We’re seeing this pretty much everywhere throughout the country. No place is safe except for states who put in laws preventing jurisdictions from passing restrictions — and even then, renewable energy companies are facing uphill battles in getting to a point in the process where the state will step in and overrule a county restriction. It’s bad.
Getting into the nitty-gritty, what has changed in the past few years? We’ve known these numbers were increasing, but what do you think accounts for the status we’re in now?
One is we’re seeing a high number of renewables coming into communities. But I think attitudes started changing too, especially in places that have been fairly saturated with renewable energy like Virginia, where solar’s been a presence for more than a decade now. There have been enough projects where people have bad experiences that color their opinion of the industry as a whole.
There’s also a few narratives that have taken shape. One is this idea solar is eating up prime farmland, or that it’ll erode the rural character of that area. Another big one is the environment, especially with wind on bird deaths, even though the number of birds killed by wind sounds big until you compare it to other sources.
There are so many developers and so many projects in so many places of the world that there are examples where either something goes wrong with a project or a developer doesn’t follow best practices.
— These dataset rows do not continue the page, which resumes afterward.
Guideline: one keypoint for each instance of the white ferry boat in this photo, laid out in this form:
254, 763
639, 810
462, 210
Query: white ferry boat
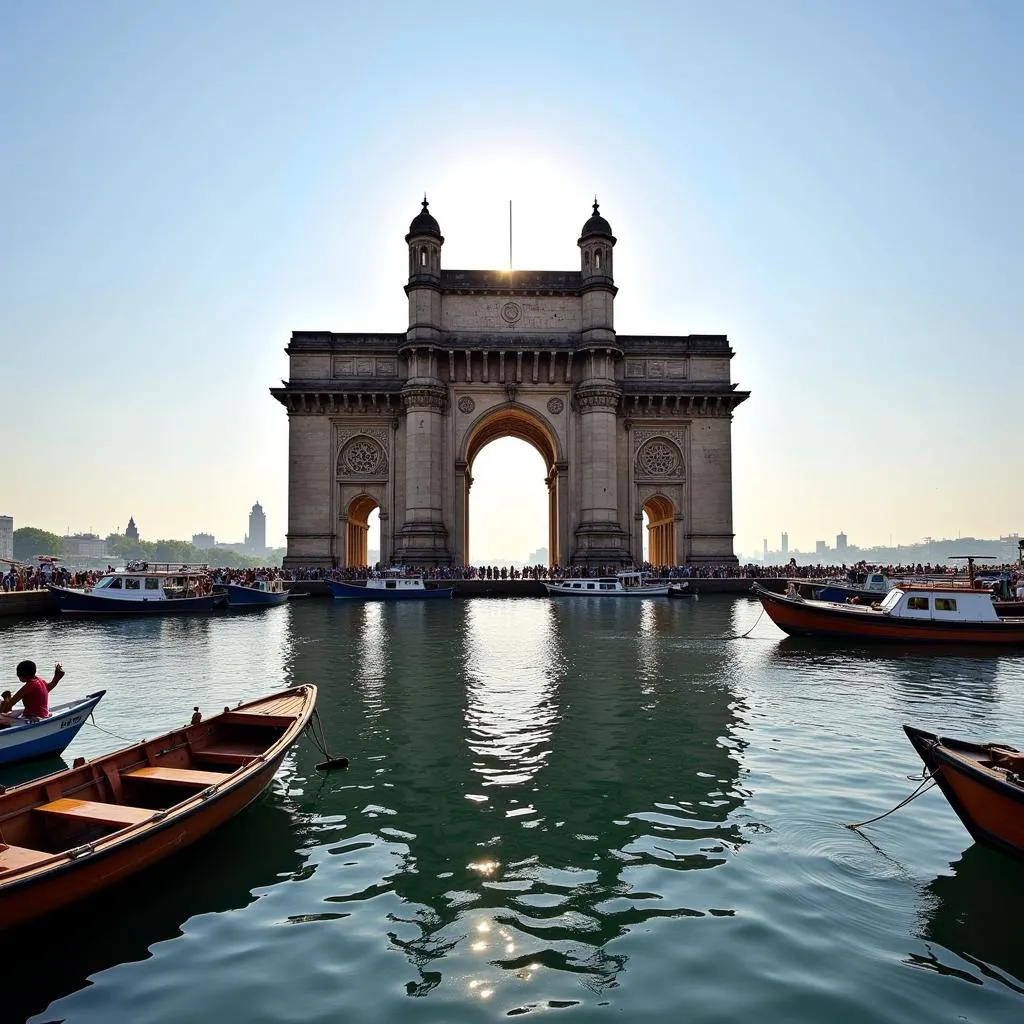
143, 588
389, 587
631, 584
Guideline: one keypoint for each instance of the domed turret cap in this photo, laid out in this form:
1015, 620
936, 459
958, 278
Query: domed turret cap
424, 223
596, 225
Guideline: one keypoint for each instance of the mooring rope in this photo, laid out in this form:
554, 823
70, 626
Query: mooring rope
116, 735
744, 636
928, 781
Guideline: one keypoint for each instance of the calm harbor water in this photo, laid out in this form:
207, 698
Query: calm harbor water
573, 809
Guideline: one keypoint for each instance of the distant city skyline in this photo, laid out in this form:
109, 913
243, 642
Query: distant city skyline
861, 252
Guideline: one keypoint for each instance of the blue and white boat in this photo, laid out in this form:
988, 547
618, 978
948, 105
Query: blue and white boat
631, 584
46, 737
258, 594
389, 588
143, 588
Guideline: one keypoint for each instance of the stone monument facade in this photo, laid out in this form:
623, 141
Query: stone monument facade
625, 424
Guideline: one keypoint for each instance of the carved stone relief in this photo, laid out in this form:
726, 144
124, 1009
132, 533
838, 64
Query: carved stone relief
364, 454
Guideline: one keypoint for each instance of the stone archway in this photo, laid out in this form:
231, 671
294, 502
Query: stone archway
660, 530
525, 425
357, 530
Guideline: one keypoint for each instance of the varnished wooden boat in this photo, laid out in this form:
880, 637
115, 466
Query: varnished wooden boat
909, 613
984, 783
69, 835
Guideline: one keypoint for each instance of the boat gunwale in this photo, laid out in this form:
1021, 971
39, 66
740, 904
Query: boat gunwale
937, 755
133, 834
849, 612
57, 711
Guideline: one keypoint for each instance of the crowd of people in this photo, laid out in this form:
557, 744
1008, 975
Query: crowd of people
17, 579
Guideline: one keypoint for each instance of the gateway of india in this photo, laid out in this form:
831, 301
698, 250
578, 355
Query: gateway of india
626, 424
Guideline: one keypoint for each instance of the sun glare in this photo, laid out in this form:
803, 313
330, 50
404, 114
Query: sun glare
508, 504
472, 200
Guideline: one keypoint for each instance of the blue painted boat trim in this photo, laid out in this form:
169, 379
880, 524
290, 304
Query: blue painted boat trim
247, 596
348, 590
33, 745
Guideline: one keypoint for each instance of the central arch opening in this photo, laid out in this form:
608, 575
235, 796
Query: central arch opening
363, 541
511, 492
659, 531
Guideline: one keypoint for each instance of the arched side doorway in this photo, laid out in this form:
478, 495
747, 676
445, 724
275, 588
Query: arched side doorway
660, 530
525, 425
357, 530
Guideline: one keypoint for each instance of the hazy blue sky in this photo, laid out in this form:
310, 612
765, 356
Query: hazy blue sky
835, 185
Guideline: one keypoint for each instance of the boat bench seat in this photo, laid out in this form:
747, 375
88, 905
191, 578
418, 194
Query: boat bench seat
177, 776
216, 756
89, 810
13, 858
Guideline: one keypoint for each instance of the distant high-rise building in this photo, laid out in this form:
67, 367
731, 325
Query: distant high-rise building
256, 538
6, 537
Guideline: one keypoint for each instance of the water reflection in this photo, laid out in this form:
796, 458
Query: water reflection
552, 776
512, 663
975, 914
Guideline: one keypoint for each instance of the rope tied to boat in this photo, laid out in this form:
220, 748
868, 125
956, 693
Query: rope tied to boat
116, 735
314, 730
927, 782
745, 636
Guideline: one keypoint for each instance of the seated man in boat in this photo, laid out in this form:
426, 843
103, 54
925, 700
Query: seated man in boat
34, 694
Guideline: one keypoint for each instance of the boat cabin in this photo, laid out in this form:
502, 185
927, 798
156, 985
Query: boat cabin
395, 583
950, 604
154, 581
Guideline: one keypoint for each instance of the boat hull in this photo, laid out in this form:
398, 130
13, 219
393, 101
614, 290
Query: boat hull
247, 597
49, 736
990, 806
558, 591
28, 891
360, 593
77, 602
799, 617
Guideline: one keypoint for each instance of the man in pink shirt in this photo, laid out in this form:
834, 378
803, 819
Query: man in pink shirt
34, 691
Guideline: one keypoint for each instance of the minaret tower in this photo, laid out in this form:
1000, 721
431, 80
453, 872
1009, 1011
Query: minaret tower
424, 539
600, 539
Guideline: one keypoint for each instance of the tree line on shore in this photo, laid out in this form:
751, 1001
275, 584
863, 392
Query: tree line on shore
30, 543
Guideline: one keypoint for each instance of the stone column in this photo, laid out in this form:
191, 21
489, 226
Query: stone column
600, 539
424, 536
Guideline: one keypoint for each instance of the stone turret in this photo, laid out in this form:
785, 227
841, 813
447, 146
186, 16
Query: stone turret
424, 398
424, 241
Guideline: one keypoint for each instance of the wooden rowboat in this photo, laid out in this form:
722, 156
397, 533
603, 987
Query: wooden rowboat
69, 835
984, 783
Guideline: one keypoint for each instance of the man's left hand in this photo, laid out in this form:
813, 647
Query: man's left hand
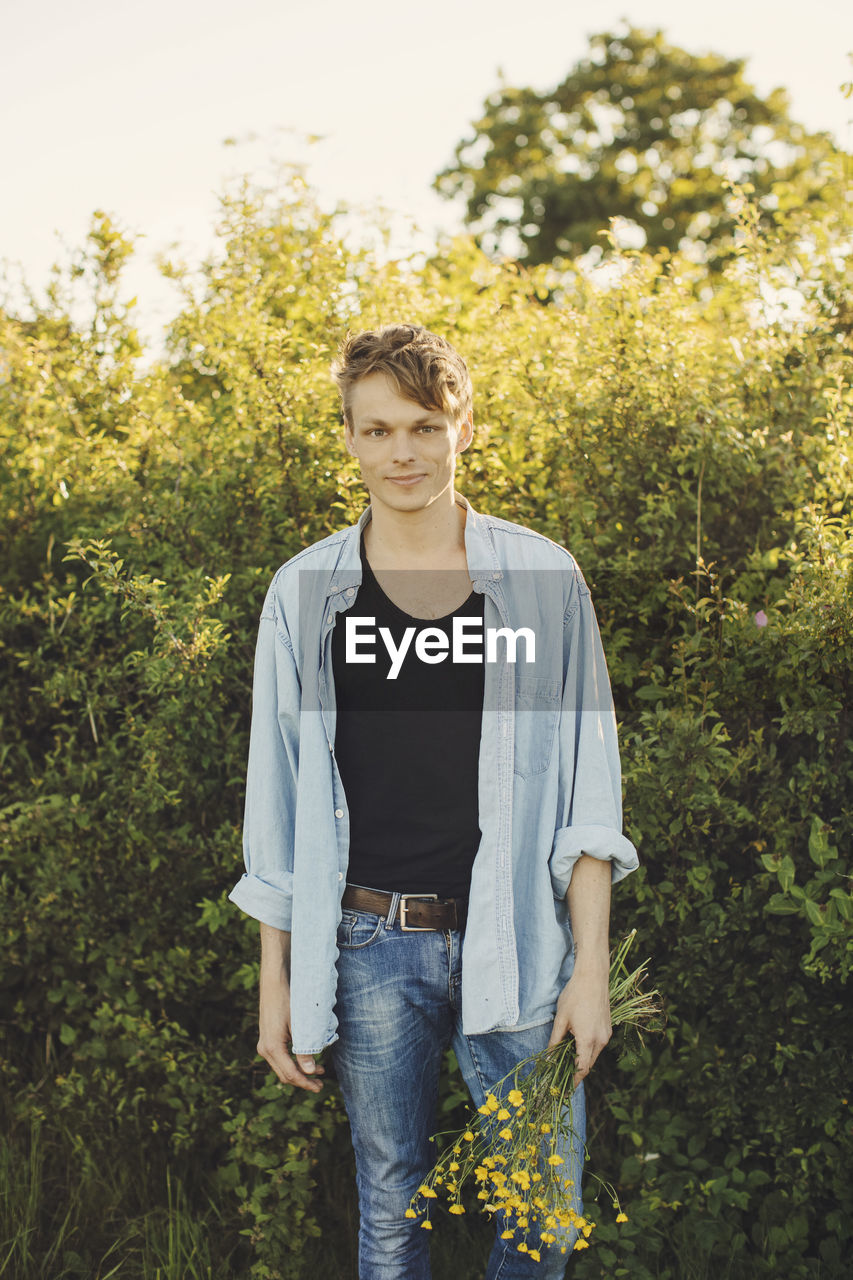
583, 1010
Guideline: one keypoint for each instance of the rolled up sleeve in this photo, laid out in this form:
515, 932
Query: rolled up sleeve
265, 890
589, 801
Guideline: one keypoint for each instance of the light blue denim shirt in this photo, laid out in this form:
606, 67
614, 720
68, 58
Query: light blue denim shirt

I think those have a lot more staying power in the public perception of renewable energy than the many successful projects that go without a hiccup and don’t bother people.
Are people saying no outright to renewable energy? Or is this saying yes with some form of reasonable restrictions?
It depends on where you look and how much solar there is in a community.
One thing I’ve seen in Virginia, for example, is counties setting caps on the total acreage solar can occupy, and those will be only 20 acres above the solar already built, so it’s effectively blocking solar. In places that are more sparsely populated, you tend to see restrictive setbacks that have the effect of outright banning wind — mile-long setbacks are often insurmountable for developers. Or there’ll be regulations to constrict the scale of a project quite a bit but don’t ban the technologies outright.
What in your research gives you hope?
States that have administrations determined to build out renewables have started to override these local restrictions: Michigan, Illinois, Washington, California, a few others. This is almost certainly going to have an impact.
I think the other thing is there are places in red states that have had very good experiences with renewable energy by and large. Texas, despite having the most wind generation in the nation, has not seen nearly as much opposition to wind, solar, and battery storage. It’s owing to the fact people in Texas generally are inclined to support energy projects in general and have seen wind and solar bring money into these small communities that otherwise wouldn’t get a lot of attention.